Let The Woman Whose Box Of Giraffe Feces Was Seized By Customs Make Her Necklace, Damn It!

A 2020 photo of giraffes being fed at The National Zoological Gardens of South Africa in Pretoria, South Africa.
Alet Pretorius/Gallo Images via Getty Images

On Sunday, while poking around the internet for news about animals, I came across an article saying U.S. Customs and Border Protection had made an unusual confiscation at Minneapolis-St. Paul International Airport: a box of giraffe feces. A woman returning from Kenya had packed the little box of poops, was selected by customs agricultural specialists for inspection, and promptly declared her poops. She told the specialists she intended to make a necklace with the giraffe dung, as she had made similar necklaces with moose feces at home in Iowa. Ultimately, specialists from the agency destroyed her smuggled poops. Given the pride with which Customs and Border Protection treats drug busts or counterfeit clothing, this seizure seemed tame. Although this press release was incredibly short, I felt as if I had read an epic tome. There was a deeper story here, with implications that stretched far beyond this one woman and her one box of about a baker's dozen giraffe poops. Was the U.S. government squashing the alternative stylings of a local artist?
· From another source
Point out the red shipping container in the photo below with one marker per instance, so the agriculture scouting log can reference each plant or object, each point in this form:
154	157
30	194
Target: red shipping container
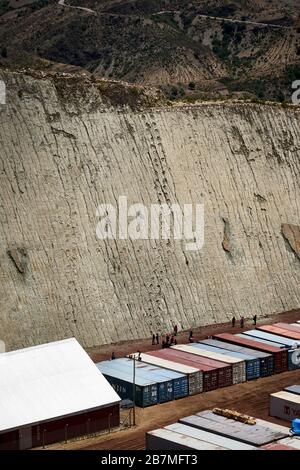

Unfortunately the press release detailing the seizure included precious other details or blueprints about the kind of necklace this woman hoped to make. The photo attached to the government press release showed a small white box containing 14 discrete pellets of giraffe poop, looking pretty much like what you would expect giraffe poop to look like, which is to say deer poop but bigger. Strangely, the poop encircles a single brown-and-white shell, perhaps from a giant African land snail, whose presence is totally unremarked upon in the press release. What a fabulous centerpiece to a poop necklace this shell would be! Is no one else seeing her vision?

A photo of a box of giraffe droppings, a big snail shell, and a brown sharpie

I also found myself wondering: How does a turd, moose or giraffe, become jewelry? A quick Google landed me on the homepage of Tirdy Works, a small business in Maine run by Mary Winchenbach that appears to sell novelty artworks made of moose turds, such as a No. 2 pencil and Mooseltoe. "Just so everyone knows when we first collect the tirds [sic] we put them in industrial sized dehydrators. Otherwise they would be juizzy and that ain't right!" the website explains, adding that the dehydrated turds go into a "dip station with secret ingredients" before drying out.

Luckily for the Iowa woman, all is not lost; WQAD News recently reported that a moose is on the loose in northwestern Iowa—the third moose reported to be in the state in the last three years. Let us pray that she tracks down that moose, makes her masterpiece, and shares her vision with us all. After all, she is an artist! Isn't this America? God forbid women have hobbies!